If we try and solve this by awaiting the call to requests.get() like so:

async def get_response_code(url: str) -> int:
    result = await requests.get(url).status_code
    return result

Python will raise the following error:

>>> asyncio.run(get_response_code('https://google.com'))
Traceback (most recent call last):
  File "<stdin>", line 1, in <module>
  File "~/.pyenv/versions/3.8.2/lib/python3.8/asyncio/runners.py", line 43, in run
    return loop.run_until_complete(main)
  File "~/.pyenv/versions/3.8.2/lib/python3.8/asyncio/base_events.py", line 616, in run_until_complete
    return future.result()
  File "<stdin>", line 2, in get_response_code
TypeError: object int can't be used in 'await' expression

Because requests.get() does not return a future, we cannot await its result.

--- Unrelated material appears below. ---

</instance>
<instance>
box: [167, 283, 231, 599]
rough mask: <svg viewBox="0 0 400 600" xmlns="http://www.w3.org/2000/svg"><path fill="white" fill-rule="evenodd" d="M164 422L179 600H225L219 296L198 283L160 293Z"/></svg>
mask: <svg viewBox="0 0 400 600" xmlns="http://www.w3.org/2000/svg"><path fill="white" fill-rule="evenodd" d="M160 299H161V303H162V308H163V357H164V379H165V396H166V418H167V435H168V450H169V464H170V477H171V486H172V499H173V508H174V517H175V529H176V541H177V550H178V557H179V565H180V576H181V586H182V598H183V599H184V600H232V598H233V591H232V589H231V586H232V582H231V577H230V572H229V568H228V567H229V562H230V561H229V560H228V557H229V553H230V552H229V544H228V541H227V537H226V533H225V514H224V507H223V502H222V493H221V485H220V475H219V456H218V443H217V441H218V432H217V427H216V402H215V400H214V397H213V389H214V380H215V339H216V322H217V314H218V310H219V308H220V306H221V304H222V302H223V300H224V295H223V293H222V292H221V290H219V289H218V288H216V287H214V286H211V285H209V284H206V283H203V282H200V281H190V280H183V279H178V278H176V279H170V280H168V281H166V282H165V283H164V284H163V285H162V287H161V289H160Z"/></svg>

Wrapping Synchronous Code in an Event Loop

Given that knowledge, we can instead nest the synchronous request inside of its own event loop, then await the result of that event loop. The standard library provides a function called run_in_executor which we can leverage to wrap this:

async def get_response_code(url: str) -> int:
    loop = asyncio.get_event_loop()
    result = await loop.run_in_executor(None, requests.get, url)
    return result.status_code

Now, when sample code will run concurrently, as verified by asyncio.run()'s debug parameter:

>>> asyncio.run(run_concurrent(), debug=True)
[200, 200, 200]

A More Complex Example

If we need to pass more complex data to the synchronous code, we can leverage functools.partial, which allows us to generate a callable for a function that has some or all of the parameters pre-filled.

The Problem

In Amazon’s boto3 docs, all of the parameters for a Lambda client’s invoke method are named:

boto3.client('lambda').invoke(
    FunctionName='lambda-function-name',
    InvocationType='RequestResponse',
    Payload={...},
    Qualifier='$LATEST'
)

However, this form does not work with run_in_executor because the arguments are only passed as positional parameters, not named parameters. To get around this, we need to create a callable that already has these data filled.

Building a Partial

A small partial can look like this:

>>> from functools import partial
>>> def multiply(a: int, b: int) -> int:
...     return a * b

>>> double = partial(multiply, 2)
>>> double(6)  # Same as multiply(2, 6)
12

Thus, we can build a partial for invoke like so:

callable = functools.partial(
    boto3.client('lambda').invoke,
    FunctionName='lambda-function-name',
    InvocationType='RequestResponse',
    Payload=payload,
    Qualifier='$LATEST'
)

Now, callable({}) will execute invoke with all of the provided named parameters, passing {} as payload.

Bringing it all Together

We can just drop the entire partial block inside of the callable positional parameter in run_in_executor to bring these two methods together:

async def get_lambda_response(payload: dict) -> dict:
    loop = asyncio.get_event_loop()
    result = await loop.run_in_executor(
        None, functools.partial(
            boto3.client('lambda').invoke,
            FunctionName='lambda-function-name',
            InvocationType='RequestResponse',
            Payload=payload,
            Qualifier='$LATEST'
        )
    )
    ...
    return result

This allows us to call the invoke method of a lambda client using its named parameters, which is not possible in the default implementation of run_in_executor.

Conclusion

Using a combination of these two methods, we can efficiently leverage popular libraries' synchronous code in asynchronous contexts.